Schwulenhass auf Deutschlandtour

Franz Ellinghorst 13.03.2008 18:28 Themen: Gender
Der jamaikanische Dancehall-Sänger Rodney Price alias Bounty Killer gibt in wenigen Wochen drei Deutschlandkonzerte. In mehreren Liedern singt er offen davon Schwule bspw. "auszurotten". Bereits 2003 und 2004 mussten Auftritte in Europa des Musikers nach Protesten von Schwulenorganisationen abgesagt werden.
Homosexualität ist in Jamaika ein schlimmes Verbrechen. In der jamaikanischen Rastafari-Kultur, die Homosexualität nicht nur ablehnt sondern auch verurteilt, sind Schwule und Lesben in Jamaica Freiwild. Auch wenn in Deutschland Popikone und Rasta-Repräsentant Bob Marley sanft lächelnd von Jugendzimmerwänden herabgrinst sind Schwule und Lesben in seinem Heimatland täglich in Lebensgefahr. Juristisch kann Analverkehr zwischen zwei Männern dort 10 Jahre Gefängnis kosten, Gewalt gegen Schwule ist an der Tagesordnung und Homophobie ist ein beliebtes Wahlkampfthema in dem Land in dem Parteien schwören das "Homosexuelle keinen Platz [im] Kabinett" finden werden. Wie tief diese Denkweise verwurzelt ist zeigt eine jüngere Umfrage in der sich 96% der jamaikanischen Bevölkerung gegen eine Lockerung der Strafgesetze gegen Schwule aussprachen.

Die Texte der großen Reggae- und Dancehall-Stars, die in Jamaica einen hohen gesellschaftlichen Stellenwert haben, schüren das Feuer immer weiter an.

In den netten Partyliedern der kleinen Pazifikinsel fließt traditionell vor allem das Blut der Battyman und Chi Chi Man, so werden dort Homosexuelle abfällig bezeichnet.

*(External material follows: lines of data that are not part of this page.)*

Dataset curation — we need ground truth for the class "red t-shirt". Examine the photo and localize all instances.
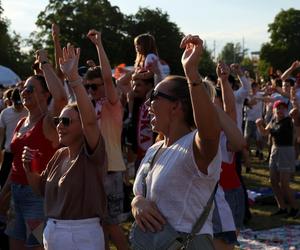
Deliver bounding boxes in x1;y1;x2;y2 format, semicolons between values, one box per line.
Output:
11;118;57;185
220;156;241;191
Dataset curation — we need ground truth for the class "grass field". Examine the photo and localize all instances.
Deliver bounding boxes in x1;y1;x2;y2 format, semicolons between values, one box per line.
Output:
111;148;300;249
244;150;300;230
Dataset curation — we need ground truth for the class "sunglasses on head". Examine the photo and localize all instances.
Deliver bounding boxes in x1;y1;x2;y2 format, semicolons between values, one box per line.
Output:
20;85;34;94
149;89;178;102
84;83;100;91
53;117;72;127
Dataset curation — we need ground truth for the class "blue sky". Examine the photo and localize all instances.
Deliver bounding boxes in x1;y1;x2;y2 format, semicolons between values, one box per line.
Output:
1;0;300;55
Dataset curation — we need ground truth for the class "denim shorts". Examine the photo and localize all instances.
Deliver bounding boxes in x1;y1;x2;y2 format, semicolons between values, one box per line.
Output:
269;146;295;173
5;183;45;247
104;172;124;224
224;187;245;229
44;218;105;250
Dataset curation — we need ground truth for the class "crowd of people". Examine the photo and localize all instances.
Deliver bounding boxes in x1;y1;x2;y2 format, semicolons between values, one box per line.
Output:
0;24;300;250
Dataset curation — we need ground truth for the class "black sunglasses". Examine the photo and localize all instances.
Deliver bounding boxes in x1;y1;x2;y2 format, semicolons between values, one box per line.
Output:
84;83;100;91
19;85;34;94
149;89;178;103
53;117;72;127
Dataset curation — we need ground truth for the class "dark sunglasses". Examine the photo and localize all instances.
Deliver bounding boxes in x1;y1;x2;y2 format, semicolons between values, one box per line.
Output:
53;117;72;127
84;83;100;91
149;89;178;103
19;85;34;94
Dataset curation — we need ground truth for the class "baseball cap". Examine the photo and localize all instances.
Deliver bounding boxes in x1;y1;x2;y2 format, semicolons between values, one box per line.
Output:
273;100;288;109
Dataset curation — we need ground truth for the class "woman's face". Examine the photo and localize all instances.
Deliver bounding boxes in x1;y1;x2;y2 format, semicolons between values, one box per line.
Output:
274;105;288;121
146;81;179;135
84;77;105;101
56;107;83;146
20;77;49;110
134;43;143;54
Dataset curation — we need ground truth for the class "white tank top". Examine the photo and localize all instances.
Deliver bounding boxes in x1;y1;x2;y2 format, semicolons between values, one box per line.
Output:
133;130;221;235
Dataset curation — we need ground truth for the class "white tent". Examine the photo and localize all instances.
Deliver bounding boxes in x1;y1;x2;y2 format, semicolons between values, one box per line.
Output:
0;65;21;87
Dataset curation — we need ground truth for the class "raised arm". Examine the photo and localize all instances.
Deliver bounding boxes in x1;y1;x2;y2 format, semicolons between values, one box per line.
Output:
216;61;236;122
180;35;221;173
256;118;271;136
59;44;100;152
52;23;64;81
37;50;68;118
37;50;68;146
230;63;251;103
87;30;119;104
280;60;300;81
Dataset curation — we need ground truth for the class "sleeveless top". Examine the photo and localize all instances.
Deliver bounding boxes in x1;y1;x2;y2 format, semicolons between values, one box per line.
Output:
133;130;221;235
11;117;57;185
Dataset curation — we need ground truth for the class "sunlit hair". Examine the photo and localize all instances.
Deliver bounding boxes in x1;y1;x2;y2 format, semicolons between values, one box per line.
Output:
134;33;158;67
31;75;52;105
163;75;216;128
64;102;79;114
85;66;102;80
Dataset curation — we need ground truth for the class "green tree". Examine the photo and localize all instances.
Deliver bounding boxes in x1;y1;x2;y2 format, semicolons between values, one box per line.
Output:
260;8;300;74
124;8;183;74
199;46;216;76
29;0;183;73
29;0;128;67
219;43;247;65
0;1;30;78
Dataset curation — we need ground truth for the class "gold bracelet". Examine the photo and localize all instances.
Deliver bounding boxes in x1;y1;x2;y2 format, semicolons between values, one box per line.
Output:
188;80;202;87
69;77;82;88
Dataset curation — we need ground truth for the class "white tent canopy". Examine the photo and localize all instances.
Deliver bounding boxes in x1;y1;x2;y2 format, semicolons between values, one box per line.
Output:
0;65;21;87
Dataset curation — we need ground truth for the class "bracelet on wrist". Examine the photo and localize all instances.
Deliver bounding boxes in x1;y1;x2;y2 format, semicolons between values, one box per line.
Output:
69;77;82;88
188;80;202;87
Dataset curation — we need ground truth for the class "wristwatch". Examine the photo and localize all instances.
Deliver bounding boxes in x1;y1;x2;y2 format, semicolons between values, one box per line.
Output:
41;61;49;65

Am Bekanntesten dürfte das Lied "Boom Bye Bye" von Buju Banton sein, der 1992 zum in seinen Lyrics schwule Männer erschießt. Bei weitem kein Einzelfall. Andere große und angesehene Künster aus Jamaika wie Sizzla, Elephant Man und Shabba Ranks (um nur einige zu nennen) erregen immer wieder mit Battyman-Tunes Aufsehen, gerade bei Auftritten in Europa.

Bounty Killer gastiert von Ende März bis Anfang April in Essen, München und Berlin. Er singt z.B.

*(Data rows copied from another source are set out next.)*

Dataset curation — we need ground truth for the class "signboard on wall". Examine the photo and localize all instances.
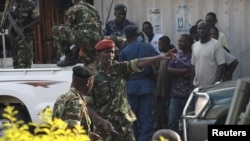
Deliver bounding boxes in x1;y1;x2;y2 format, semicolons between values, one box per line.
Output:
147;8;162;33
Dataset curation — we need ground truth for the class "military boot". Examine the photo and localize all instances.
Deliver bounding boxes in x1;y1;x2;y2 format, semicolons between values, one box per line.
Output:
57;47;78;67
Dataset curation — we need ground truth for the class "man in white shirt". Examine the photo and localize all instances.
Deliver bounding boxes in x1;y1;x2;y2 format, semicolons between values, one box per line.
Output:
205;12;228;49
142;21;164;54
191;21;226;87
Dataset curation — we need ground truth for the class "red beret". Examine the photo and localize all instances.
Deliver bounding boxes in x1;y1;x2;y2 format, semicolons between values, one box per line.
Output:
95;39;115;51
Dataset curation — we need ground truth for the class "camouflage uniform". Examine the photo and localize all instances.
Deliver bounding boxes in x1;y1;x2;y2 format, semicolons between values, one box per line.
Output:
52;1;101;65
86;59;143;141
8;0;40;68
53;88;91;134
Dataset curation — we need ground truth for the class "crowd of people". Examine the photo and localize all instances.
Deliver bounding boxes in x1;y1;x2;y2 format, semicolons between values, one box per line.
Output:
2;0;239;141
53;0;238;141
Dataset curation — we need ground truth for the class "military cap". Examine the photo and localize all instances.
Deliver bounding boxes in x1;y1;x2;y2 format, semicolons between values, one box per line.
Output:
115;4;127;12
123;25;139;36
72;66;94;79
95;39;115;51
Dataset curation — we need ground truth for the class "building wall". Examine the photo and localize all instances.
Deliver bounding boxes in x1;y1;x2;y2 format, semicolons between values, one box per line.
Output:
94;0;250;79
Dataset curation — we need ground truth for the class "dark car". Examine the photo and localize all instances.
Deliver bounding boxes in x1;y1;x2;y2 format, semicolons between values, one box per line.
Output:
180;78;250;141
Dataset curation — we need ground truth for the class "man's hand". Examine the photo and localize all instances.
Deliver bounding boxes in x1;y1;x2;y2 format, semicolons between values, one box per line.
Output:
89;132;102;141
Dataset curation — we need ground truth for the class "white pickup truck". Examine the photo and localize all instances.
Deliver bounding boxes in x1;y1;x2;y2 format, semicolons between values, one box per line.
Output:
0;34;72;126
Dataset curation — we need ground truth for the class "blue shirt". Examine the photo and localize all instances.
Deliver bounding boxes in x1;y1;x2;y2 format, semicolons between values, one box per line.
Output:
119;41;158;95
102;19;134;37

"Bun a fire pon a kuh pon mister fagoty….
Poop man fi drown a dat a yawd man philosophy (Uh huh)"
(Song: Another Level)

"Hear this likkle punk guh sing a battyman concept…
To kill dis yah fool, to me dat is no stress
Murder dem fast just like a Federal Express"
(Song: Look Good)

"wipe out the faggot with a pure laser beam"
(Song: Mr. Wanna Be)

Bereits in der Vergangenheit gab es von Schwulen- und Lesbenverbänden immer wieder Protestaktionen die teilweise Auftrittsabsagen für Bounty Killer zur Folge hatten, so 2003 in London. Dort hätte er deswegen sogar eine Inhaftierung befürchten müssen. Offiziell hat er dann einfach nur seinen Flieger verpasst. 2004 wurde er direkt von den Organisatoren eines Festivals ausgeladen weil "hasserfüllte" Künstler dort nicht willkommen seien.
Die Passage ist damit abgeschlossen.